In many ways, a shadoof resembles a seesaw. A strong pole, often made from wood or bamboo, is suspended across an upright structure so that the fulcrum sits roughly one-fifth of the way down its length. A heavy counterweight made from rocks and debris in a bucket, basket or animal hide is suspended from the short side of the pole, and a rope and bucket are tied to the end of the long side. The leverage exerted by the length of the pole allows the operator to pull down on the rope to raise the weight and fill a bucket of water, and the counterweight brings the full bucket back up. A gentle, rhythmic swinging motion dumps the water from the bucket into an irrigation ditch or canal close to the long end of the shadoof.
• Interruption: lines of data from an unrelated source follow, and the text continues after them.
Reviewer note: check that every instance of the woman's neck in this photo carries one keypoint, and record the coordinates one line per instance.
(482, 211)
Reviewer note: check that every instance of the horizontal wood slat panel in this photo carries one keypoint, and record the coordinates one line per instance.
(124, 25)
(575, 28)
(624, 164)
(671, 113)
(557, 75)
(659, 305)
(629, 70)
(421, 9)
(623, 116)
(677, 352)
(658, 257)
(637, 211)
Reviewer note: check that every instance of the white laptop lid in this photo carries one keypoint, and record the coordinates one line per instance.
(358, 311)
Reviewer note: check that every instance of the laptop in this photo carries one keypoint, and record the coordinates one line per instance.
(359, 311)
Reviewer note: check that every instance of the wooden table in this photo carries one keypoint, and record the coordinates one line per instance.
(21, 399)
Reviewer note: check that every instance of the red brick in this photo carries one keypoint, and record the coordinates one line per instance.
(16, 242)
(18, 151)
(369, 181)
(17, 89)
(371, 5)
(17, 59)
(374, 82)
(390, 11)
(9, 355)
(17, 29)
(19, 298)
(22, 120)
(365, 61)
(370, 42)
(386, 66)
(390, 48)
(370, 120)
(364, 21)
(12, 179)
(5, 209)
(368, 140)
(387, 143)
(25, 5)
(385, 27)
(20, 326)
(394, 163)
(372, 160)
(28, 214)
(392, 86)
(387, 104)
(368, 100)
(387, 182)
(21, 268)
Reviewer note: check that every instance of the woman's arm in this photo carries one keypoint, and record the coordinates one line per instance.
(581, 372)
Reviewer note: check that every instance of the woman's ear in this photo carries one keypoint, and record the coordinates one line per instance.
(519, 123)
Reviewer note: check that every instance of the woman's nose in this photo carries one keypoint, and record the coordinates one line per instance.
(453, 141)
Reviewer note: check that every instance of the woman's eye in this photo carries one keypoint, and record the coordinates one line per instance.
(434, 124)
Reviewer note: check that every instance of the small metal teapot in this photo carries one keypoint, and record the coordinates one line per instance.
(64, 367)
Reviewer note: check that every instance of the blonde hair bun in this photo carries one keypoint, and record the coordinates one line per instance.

A shadoof is used only for pumping surface water, because the length of its mechanical process does not permit it to lift water from a depth greater than about 10 feet (about 3 m). Although it is limited in the depth it can access, it is able to pump a remarkably large volume — as much about half a gallon (about 2 liters) per second. In India, the shadoof deficiency in pumping from depths has been circumvented by an innovation known as a picottah or dhenkli, in which several shadoofs are mounted in a series, one above the other. This enables water to be raised a considerable height by manpower with only a minimal loss in efficiency.
The invention of the shadoof is believed to have revolutionized agriculture in the ancient world by dramatically improving the efficiency of small-scale irrigation. Its importance was so great in the Fertile Crescent that the image of a shadoof was embossed on a Sargonid seal dating from 2000 B.C. Some archaeologists believe that ancient civilizations with knowledge of the shadoof, such as the Egyptians, Sumerians and Babylonians, might have used them to move the immense blocks used in the construction of their monuments. Despite the age of the technology, its cheap construction and its ability to be operated by hand has led to it being used in remote Indian and Egyptian farms even in the 21st century.